Titel Deutschland: Fight Club
Titel USA: Fight Club
Genre: Drama, Comedy
USA, 1999
Kino Deutschland: 1999-11-11
Kino USA: 1999-10-06
Laufzeit: 139 Minuten
Regie: David Fincher
Romanvorlage: Chuck Palahniuk, Jim Uhls
Darsteller: Brad Pitt, Edward Norton, Helena Bonham Carter, Meat Loaf, Jared Leto


INHALT
Der überaus gelangweilte und schlafgestörte Jack lernt auf einer Geschäftsreise im Flugzeug Tyler Durden kennen.
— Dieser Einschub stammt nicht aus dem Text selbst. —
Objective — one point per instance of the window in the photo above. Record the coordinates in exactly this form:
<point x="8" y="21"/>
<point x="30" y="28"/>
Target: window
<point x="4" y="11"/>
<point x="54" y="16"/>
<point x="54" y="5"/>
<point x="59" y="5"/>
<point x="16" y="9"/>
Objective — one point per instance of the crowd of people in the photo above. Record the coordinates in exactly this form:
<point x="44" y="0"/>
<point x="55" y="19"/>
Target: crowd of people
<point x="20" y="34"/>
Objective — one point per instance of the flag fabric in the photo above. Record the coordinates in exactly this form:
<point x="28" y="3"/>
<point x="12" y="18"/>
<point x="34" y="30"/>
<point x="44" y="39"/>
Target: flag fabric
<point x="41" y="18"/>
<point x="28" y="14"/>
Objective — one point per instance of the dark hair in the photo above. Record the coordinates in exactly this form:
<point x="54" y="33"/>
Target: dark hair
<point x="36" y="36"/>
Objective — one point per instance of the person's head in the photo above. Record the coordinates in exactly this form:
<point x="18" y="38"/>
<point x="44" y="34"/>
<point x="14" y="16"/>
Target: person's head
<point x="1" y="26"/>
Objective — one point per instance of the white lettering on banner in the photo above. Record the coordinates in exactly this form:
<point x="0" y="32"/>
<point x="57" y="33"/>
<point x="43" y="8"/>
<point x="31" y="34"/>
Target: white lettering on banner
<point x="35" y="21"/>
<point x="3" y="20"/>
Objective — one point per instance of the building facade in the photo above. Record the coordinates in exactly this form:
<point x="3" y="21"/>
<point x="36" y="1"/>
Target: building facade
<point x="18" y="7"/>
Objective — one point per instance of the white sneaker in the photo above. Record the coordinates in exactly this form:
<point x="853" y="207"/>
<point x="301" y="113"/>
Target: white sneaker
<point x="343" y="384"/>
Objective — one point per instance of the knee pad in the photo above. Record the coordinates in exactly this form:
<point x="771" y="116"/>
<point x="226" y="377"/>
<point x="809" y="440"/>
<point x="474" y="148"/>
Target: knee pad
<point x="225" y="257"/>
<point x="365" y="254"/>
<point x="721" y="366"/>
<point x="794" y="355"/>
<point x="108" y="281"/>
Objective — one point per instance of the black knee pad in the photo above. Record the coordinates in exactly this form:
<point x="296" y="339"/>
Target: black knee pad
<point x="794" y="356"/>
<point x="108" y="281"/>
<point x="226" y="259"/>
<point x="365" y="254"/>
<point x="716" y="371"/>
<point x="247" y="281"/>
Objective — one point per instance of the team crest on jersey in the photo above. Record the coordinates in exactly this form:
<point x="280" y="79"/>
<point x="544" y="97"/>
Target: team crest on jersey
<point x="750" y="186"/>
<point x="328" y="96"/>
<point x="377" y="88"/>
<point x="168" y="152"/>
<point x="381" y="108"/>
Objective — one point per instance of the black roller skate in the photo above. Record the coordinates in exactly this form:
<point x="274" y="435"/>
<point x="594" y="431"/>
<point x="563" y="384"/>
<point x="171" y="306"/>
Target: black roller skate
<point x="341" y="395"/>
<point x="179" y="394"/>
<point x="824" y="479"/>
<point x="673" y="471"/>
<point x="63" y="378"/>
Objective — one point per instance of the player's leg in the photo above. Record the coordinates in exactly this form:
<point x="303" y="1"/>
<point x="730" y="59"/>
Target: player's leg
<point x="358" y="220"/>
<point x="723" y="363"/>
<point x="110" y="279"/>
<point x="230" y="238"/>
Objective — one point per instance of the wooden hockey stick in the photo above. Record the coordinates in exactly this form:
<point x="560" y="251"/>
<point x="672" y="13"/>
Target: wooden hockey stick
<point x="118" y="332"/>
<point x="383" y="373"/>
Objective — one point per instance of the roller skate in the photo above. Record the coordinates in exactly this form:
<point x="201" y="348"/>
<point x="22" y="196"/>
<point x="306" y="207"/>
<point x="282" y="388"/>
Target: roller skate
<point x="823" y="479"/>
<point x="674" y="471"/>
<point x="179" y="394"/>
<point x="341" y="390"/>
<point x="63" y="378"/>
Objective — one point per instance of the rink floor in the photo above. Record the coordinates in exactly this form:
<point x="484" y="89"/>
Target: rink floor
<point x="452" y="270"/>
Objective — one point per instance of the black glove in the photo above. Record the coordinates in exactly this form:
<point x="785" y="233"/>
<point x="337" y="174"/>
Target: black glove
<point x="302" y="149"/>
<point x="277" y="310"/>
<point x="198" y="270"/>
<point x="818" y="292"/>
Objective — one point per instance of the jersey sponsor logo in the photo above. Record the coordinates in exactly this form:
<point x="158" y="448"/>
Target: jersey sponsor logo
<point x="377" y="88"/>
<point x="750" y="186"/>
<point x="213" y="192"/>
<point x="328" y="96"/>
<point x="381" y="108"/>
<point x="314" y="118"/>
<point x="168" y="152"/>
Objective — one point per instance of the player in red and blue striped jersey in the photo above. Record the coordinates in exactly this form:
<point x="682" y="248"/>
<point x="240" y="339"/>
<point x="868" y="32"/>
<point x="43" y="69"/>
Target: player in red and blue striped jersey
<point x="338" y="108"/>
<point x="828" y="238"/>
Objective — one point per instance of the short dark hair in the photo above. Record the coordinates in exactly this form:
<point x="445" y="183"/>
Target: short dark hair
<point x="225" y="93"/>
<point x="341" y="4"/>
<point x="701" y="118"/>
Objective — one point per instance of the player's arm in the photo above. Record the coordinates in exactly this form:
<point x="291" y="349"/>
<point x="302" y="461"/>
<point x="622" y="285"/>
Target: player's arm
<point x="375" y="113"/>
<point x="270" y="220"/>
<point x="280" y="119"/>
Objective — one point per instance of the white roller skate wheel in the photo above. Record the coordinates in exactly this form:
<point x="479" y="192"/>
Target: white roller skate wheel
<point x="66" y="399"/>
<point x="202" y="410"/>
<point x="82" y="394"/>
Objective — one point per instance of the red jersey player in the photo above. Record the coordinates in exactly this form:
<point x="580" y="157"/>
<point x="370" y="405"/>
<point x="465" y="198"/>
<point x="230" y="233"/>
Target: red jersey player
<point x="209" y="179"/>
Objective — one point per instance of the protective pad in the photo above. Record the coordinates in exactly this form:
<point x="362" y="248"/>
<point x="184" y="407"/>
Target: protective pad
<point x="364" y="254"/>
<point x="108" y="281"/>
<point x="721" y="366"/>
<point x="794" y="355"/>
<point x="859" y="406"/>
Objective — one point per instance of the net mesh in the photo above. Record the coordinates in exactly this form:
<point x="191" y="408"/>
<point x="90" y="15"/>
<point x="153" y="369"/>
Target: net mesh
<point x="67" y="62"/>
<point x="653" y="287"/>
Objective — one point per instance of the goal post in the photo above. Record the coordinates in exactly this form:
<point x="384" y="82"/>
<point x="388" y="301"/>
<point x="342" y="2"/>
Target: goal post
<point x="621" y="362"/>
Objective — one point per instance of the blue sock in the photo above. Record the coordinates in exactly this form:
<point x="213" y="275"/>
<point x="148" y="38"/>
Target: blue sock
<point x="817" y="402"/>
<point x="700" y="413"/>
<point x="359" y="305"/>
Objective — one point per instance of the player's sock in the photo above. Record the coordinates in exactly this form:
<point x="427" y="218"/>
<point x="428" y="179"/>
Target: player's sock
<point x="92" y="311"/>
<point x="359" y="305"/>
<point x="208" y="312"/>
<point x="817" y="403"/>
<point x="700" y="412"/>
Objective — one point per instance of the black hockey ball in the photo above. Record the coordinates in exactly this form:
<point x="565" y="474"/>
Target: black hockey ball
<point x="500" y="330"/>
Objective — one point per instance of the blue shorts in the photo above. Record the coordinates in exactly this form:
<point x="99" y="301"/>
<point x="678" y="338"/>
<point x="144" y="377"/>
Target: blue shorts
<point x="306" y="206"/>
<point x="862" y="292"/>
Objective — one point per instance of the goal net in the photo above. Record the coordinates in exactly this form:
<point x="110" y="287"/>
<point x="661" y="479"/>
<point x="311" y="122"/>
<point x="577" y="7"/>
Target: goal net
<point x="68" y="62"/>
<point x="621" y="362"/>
Dieser überlässt ihm nach einem kurzen, aber interessanten Gespräch eine Visitenkarte mit seiner Telefonnummer, die Jack wenig später wählt, nachdem seine Wohnung explodiert ist und er niemand Anderen kennt, den er um Hilfe bitten könnte. Tyler bietet ihm ein Dach über dem Kopf an. Doch dafür möchte er von Jack, dass er ihn so hart schlägt, wie er nur kann. Beide erkennen eine Art Befreiung in dem daraus entstehenden Zweikampf und so gründen sie den „Fight Club“, der nach und nach Zuwachs aus den verschiedensten Kreisen bekommt, bis Tyler eine eigene und organisierte Armee aufgestellt hat, um energischer für eine anarchistische Gesellschaft kämpfen zu können.

FAZIT
Es ist für mich eindeutig einer der besten Filme, die ich je gesehen habe, wenn nicht sogar der Beste. Die Darstellungen von Pitt und Norton sind überwältigend und runden die ohnehin grandiose Story, die ein topaktuelles Thema behandelt, noch ab.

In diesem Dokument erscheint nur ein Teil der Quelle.